Before we begin, I should specifically discuss Step 3: Verification. We will end up using the \(\chi^2\) distribution for our theoretical estimation of the \(p\)-value mainly because the \(z\)-proportion test would fail its verification procedure due to small sample size.

Verification Procedure: \(z\)-proportion Tests

To use the \(z\)-statistic to produce estimated \(p\)-values for the binomial distribution, we must have at least 10 successes and 10 failures in all our samples. For the Dolphin study, we have only 30 observations total, so there is no possible way to have at least 10 observations in each of the four cells in the cross-tabulation table.

tally(Result ~ Treatment, data = Dolphin)
          Treatment
Result     Control Dolphins
  Did Not       12        5
  Improved       3       10

We see that the successes count is only 3 for the Control group, and failures count is only 5 for the Treatment group.

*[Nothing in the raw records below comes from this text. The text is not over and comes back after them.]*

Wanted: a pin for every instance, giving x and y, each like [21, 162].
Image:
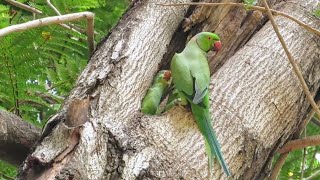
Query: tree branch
[258, 8]
[295, 67]
[16, 138]
[23, 6]
[56, 20]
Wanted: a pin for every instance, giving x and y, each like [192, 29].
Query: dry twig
[56, 20]
[23, 6]
[258, 8]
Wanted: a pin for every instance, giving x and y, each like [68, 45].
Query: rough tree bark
[257, 102]
[16, 138]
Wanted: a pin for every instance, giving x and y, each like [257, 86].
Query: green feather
[191, 77]
[151, 101]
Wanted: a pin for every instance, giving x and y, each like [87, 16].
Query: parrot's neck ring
[200, 46]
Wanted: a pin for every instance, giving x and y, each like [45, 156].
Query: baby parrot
[191, 77]
[151, 101]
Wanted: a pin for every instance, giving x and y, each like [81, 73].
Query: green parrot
[151, 101]
[191, 77]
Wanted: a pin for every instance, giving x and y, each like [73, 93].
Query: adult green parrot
[151, 101]
[191, 77]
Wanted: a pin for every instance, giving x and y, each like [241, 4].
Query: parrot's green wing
[180, 70]
[151, 101]
[191, 72]
[191, 76]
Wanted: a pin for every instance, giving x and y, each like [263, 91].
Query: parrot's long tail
[202, 117]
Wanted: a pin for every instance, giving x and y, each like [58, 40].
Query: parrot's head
[208, 41]
[164, 76]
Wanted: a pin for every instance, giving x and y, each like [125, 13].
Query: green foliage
[39, 67]
[317, 13]
[292, 167]
[7, 171]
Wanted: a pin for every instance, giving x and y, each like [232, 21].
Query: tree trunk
[256, 100]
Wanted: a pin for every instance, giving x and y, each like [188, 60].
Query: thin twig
[294, 65]
[303, 157]
[258, 8]
[53, 8]
[23, 6]
[56, 20]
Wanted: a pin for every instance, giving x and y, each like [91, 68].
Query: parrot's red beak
[217, 46]
[167, 75]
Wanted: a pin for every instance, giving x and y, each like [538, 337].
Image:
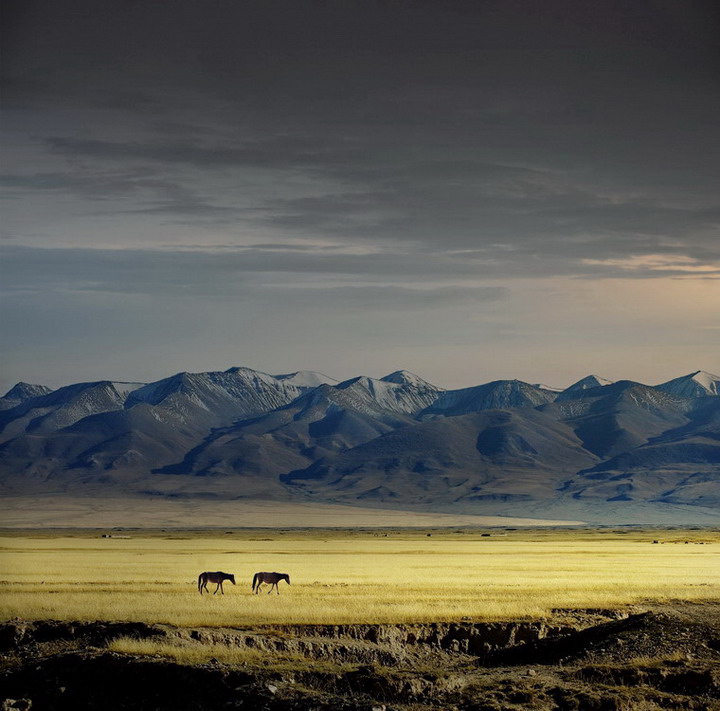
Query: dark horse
[271, 579]
[205, 578]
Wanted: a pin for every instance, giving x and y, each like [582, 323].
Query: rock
[16, 705]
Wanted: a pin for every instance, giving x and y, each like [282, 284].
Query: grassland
[350, 576]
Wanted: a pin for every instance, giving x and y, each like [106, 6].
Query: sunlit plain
[345, 576]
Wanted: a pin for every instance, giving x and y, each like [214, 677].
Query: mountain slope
[497, 394]
[492, 455]
[697, 384]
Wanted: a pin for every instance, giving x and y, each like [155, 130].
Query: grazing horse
[271, 578]
[218, 578]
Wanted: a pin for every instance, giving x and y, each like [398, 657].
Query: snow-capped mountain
[398, 392]
[503, 447]
[697, 384]
[306, 379]
[22, 392]
[587, 383]
[498, 394]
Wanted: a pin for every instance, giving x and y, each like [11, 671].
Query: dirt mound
[648, 661]
[648, 635]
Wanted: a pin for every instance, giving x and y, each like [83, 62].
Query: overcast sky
[469, 190]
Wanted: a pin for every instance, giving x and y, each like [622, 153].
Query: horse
[271, 578]
[218, 578]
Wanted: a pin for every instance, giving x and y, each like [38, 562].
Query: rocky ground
[664, 657]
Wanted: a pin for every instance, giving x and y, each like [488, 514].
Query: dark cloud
[351, 153]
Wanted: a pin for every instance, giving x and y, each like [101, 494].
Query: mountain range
[598, 450]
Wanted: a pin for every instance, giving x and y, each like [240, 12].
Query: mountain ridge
[505, 446]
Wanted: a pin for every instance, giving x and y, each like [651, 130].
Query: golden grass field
[350, 576]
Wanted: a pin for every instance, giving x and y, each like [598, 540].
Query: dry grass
[350, 577]
[186, 652]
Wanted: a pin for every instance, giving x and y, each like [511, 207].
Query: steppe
[424, 618]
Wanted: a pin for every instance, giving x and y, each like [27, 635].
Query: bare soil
[664, 657]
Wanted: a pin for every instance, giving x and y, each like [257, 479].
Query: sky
[470, 190]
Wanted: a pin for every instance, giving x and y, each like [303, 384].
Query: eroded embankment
[647, 661]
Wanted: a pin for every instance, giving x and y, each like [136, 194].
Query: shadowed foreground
[668, 657]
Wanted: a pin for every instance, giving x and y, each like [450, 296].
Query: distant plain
[351, 576]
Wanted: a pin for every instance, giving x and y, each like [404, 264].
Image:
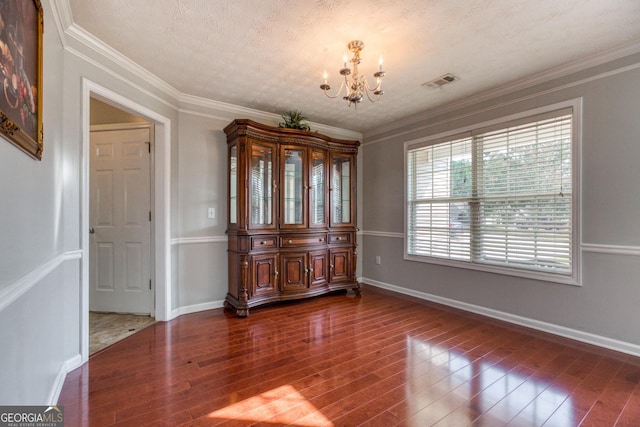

Verification Procedure: \(\chi^2\) Two-Way Tests

\(\chi^2\) in R

The Mosaic version of the \(\chi^2\) test is xchisq.test
which uses a Yates correction. To match graphing
calculator or by-hand results, turn off the Yates
correction by using argument \(\fbox{correct = TRUE}\).

To use the \(\chi^2\)-statistic to produce estimated \(p\)-values for the independence of two categorical variables, low cell counts are the problem children we must avoid, just like with the \(z\)-proportion tests. However, the \(\chi^2\) statistic is more robust (less breakable) than \(z\).

For all \(\chi^2\) statistical testing, we require that there be no more than 20% low Expected cell counts where a “low cell count” is defined to be strictly less than 5.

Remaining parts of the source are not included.